Figure 4The clustering of the six clusters by the extracted mutations. (A) The heatmap displays mutation frequency of the 42 mutations across six clusters. The colors and values represent different frequencies of the corresponding mutations in each cluster. The collected days of the mutations are represented in (B). The X axis represents the days from the corresponding collection date of strains to 24 December 2019 when the earliest strain (EPI_ISL_402123) was collected. Circle sizes represent the frequency the of the mutations on each collection day.
The information of the 42 mutations using ANOVA.

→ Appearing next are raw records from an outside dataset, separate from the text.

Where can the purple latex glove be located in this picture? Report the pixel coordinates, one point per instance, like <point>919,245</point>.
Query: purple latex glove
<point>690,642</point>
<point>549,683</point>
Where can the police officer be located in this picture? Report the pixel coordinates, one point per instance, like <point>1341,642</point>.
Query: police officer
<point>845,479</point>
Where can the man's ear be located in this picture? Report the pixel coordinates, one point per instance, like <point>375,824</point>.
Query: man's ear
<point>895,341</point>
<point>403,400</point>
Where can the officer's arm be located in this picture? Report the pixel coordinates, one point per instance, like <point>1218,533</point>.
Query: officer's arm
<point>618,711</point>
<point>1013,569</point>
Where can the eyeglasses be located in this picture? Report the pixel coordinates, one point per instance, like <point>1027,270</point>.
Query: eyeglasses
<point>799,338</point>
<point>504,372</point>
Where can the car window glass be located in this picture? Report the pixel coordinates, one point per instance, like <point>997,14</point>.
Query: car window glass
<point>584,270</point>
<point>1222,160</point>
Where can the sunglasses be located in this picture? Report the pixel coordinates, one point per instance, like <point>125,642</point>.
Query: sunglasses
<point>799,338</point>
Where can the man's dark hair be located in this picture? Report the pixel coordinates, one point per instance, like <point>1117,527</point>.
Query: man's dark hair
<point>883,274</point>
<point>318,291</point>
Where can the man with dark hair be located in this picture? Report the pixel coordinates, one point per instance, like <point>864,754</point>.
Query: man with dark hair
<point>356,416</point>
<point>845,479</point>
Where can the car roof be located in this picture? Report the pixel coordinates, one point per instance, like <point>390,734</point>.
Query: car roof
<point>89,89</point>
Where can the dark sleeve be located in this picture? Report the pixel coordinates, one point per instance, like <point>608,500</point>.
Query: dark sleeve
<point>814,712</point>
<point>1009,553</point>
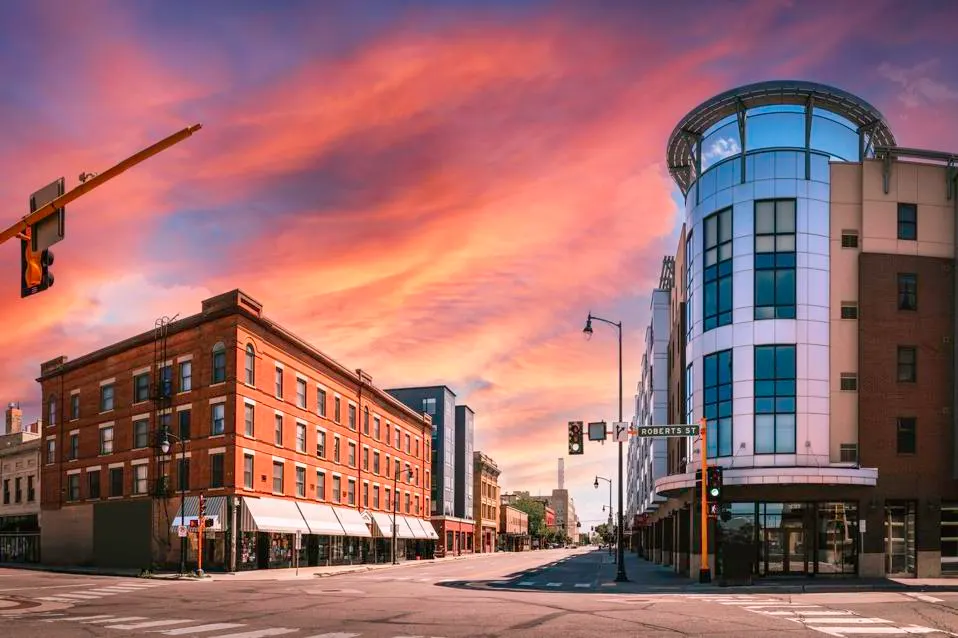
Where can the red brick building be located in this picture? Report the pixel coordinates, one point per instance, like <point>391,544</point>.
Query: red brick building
<point>280,440</point>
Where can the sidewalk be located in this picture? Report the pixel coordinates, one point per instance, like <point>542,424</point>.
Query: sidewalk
<point>261,574</point>
<point>647,577</point>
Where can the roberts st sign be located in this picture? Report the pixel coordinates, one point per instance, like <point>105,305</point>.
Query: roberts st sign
<point>667,430</point>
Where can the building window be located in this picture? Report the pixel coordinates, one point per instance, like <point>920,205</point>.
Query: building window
<point>249,419</point>
<point>248,471</point>
<point>140,485</point>
<point>183,474</point>
<point>301,437</point>
<point>321,486</point>
<point>907,364</point>
<point>907,291</point>
<point>717,288</point>
<point>218,416</point>
<point>278,477</point>
<point>250,366</point>
<point>184,421</point>
<point>301,482</point>
<point>219,363</point>
<point>73,487</point>
<point>216,469</point>
<point>775,259</point>
<point>116,481</point>
<point>93,484</point>
<point>186,376</point>
<point>775,399</point>
<point>689,271</point>
<point>908,221</point>
<point>320,444</point>
<point>907,443</point>
<point>106,398</point>
<point>141,433</point>
<point>106,440</point>
<point>321,402</point>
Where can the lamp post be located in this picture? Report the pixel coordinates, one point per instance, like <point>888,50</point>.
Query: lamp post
<point>409,475</point>
<point>165,448</point>
<point>620,576</point>
<point>596,486</point>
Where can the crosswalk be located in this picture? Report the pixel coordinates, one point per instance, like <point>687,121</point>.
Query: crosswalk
<point>192,627</point>
<point>840,623</point>
<point>84,594</point>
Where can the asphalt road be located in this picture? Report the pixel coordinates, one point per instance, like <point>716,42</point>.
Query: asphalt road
<point>556,593</point>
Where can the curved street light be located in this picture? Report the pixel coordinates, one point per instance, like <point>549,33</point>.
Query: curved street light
<point>620,576</point>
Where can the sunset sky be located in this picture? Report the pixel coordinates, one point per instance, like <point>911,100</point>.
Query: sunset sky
<point>436,192</point>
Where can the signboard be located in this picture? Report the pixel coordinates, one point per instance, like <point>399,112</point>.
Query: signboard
<point>597,431</point>
<point>680,429</point>
<point>620,431</point>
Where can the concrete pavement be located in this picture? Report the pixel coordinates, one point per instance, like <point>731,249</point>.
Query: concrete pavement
<point>451,599</point>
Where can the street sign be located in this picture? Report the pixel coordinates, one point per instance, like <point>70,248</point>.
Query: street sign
<point>680,429</point>
<point>620,431</point>
<point>597,431</point>
<point>50,229</point>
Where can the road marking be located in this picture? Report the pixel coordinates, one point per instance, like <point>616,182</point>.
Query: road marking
<point>924,597</point>
<point>152,623</point>
<point>198,629</point>
<point>260,633</point>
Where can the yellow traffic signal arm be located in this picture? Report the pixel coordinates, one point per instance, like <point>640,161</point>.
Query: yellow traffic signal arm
<point>21,226</point>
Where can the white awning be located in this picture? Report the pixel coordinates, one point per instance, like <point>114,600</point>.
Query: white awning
<point>382,524</point>
<point>189,510</point>
<point>416,526</point>
<point>352,522</point>
<point>274,515</point>
<point>320,519</point>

| Mutation | Substitution | Amino Acid Substitution | Type | Gene | Frequency | Cluster | |||||
|---|---|---|---|---|---|---|---|---|---|---|---|
| A | B | C | D | E | F | ||||||
| C241T | C>T | Intron | Intron | Intron | 66.37% | 10 | 10 | 4238 | 2 | 3548 | 3391 |
| T490A | T>A | D>E | N | ORF1ab | 1.04% | 0 | 0 | 1 | 174 | 0 | 0 |
| T514C | T>C | H>H | S | ORF1ab | 0.97% | 0 | 162 | 1 | 0 | 0 | 0 |
| C1059T * | C>T | T>I | N | ORF1ab | 21.69% | 1 | 8 | 2 | 0 | 3645 | 3 |
| G1397A | G>A | V>I | N | ORF1ab | 1.12% | 0 | 186 | 0 | 0 | 1 | 2 |
| G1440A | G>A | G>D | N | ORF1ab | 1.92% | 0 | 324 | 0 | 0 | 0 | 0 |
| A2480G | A>G | I>V | N | ORF1ab | 3.60% | 608 | 0 | 0 | 0 | 0 | 0 |
| C2558T | C>T | P>S | N | ORF1ab | 3.83% | 646 | 1 | 0 | 0 | 0 | 0 |
| G2891A * | G>A | A>T | N | ORF1ab | 1.77% | 0 | 298 | 0 | 0 | 0 | 0 |
| C3037T | C>T | F>F | S | ORF1ab | 67.26% | 2 | 7 | 4277 | 3 | 3611 | 3448 |
| C3177T | C>T | P>L | N | ORF1ab | 1.05% | 0 | 0 | 1 | 171 | 6 | 0 |
| C6312A | C>A | T>K | N | ORF1ab | 1.14% | 0 | 189 | 1 | 0 | 0 | 3 |
| C8782T | C>T | S>S | S | ORF1ab | 11.42% | 1 | 21 | 5 | 1898 | 1 | 1 |
| T9477A | T>A | F>Y | N | ORF1ab | 1.17% | 0 | 3 | 0 | 195 | 0 | 0 |
| G11083T * | G>T | L>F | N | ORF1ab | 11.81% | 1342 | 485 | 52 | 21 | 54 | 39 |
| C14408T * | C>T | P>L | N | ORF1ab | 67.47% | 1 | 8 | 4301 | 2 | 3636 | 3436 |
| C14805T | C>T | Y>Y | S | ORF1ab | 9.39% | 1352 | 8 | 1 | 195 | 0 | 28 |
| T17247C | T>C | R>R | S | ORF1ab | 3.00% | 500 | 5 | 1 | 0 | 0 | 0 |
| C17747T * | C>T | P>L | N | ORF1ab | 6.92% | 1 | 0 | 0 | 1165 | 1 | 0 |
| A17858G | A>G | Y>C | N | ORF1ab | 7.05% | 1 | 1 | 0 | 1187 | 0 | 0 |
| C18060T | C>T | L>L | S | ORF1ab | 7.16% | 0 | 3 | 2 | 1202 | 1 | 0 |
| T18736C | T>C | F>L | N | ORF1ab | 1.01% | 0 | 0 | 1 | 169 | 0 | 0 |
| C18877T | C>T | L>L | S | ORF1ab | 2.67% | 2 | 2 | 440 | 4 | 0 | 2 |
| A20268G | A>G | L>L | S | ORF1ab | 4.61% | 0 | 1 | 773 | 3 | 0 | 1 |
| A23403G * | A>G | D>G | N | S | 67.65% | 4 | 4 | 4316 | 6 | 3634 | 3451 |
| C23731T | C>T | T>T | S | S | 1.68% | 0 | 0 | 0 | 0 | 1 | 282 |
| C23929T | C>T | Y>Y | S | S | 1.13% | 0 | 186 | 1 | 0 | 1 | 2 |
| C24034T | C>T | N>N | S | S | 1.16% | 0 | 2 | 1 | 187 | 4 | 1 |
| G25563T * | G>T | Q>H | N | ORF3a | 26.44% | 1 | 3 | 829 | 2 | 3625 | 2 |
| G25979T | G>T | G>V | N | ORF3a | 1.16% | 0 | 2 | 1 | 193 | 0 | 0 |
| G26144T * | G>T | G>V | N | ORF3a | 8.61% | 1387 | 62 | 0 | 1 | 1 | 1 |
| T26729C | T>C | A>A | S | M | 1.07% | 0 | 1 | 1 | 179 | 0 | 0 |
| C27046T | C>T | T>M | N | M | 2.13% | 0 | 1 | 5 | 0 | 0 | 353 |
| G28077C | G>C | V>L | N | ORF8 | 1.13% | 0 | 1 | 1 | 188 | 0 | 0 |
| T28144C * | T>C | L>S | N | ORF8 | 11.36% | 0 | 10 | 1 | 1903 | 2 | 0 |
| C28657T | C>T | D>D | S | N | 1.21% | 0 | 3 | 3 | 196 | 1 | 2 |
| T28688C | T>C | L>L | S | N | 1.07% | 0 | 178 | 1 | 0 | 1 | 0 |
| C28863T | C>T | S>L | N | N | 1.19% | 1 | 2 | 2 | 193 | 2 | 0 |
| G28881A | G>A | R>K | N | N | 20.54% | 4 | 3 | 3 | 1 | 1 | 3453 |
| G28882A | G>A | R>K 1 | N | N | 20.49% | 1 | 2 | 0 | 0 | 0 | 3454 |
| G28883C | G>C | G>R | N | N | 20.49% | 1 | 2 | 1 | 0 | 0 | 3453 |
| A29700G | A>G | Intron | Intron | Intron | 1.04% | 0 | 0 | 4 | 167 | 4 | 1 |
1 G28881A and G28882A occur within the same codon. Amino acid annotation (R>K) is based on the co-occurrence of these mutations. * Under positive selection inferred by HyPhy.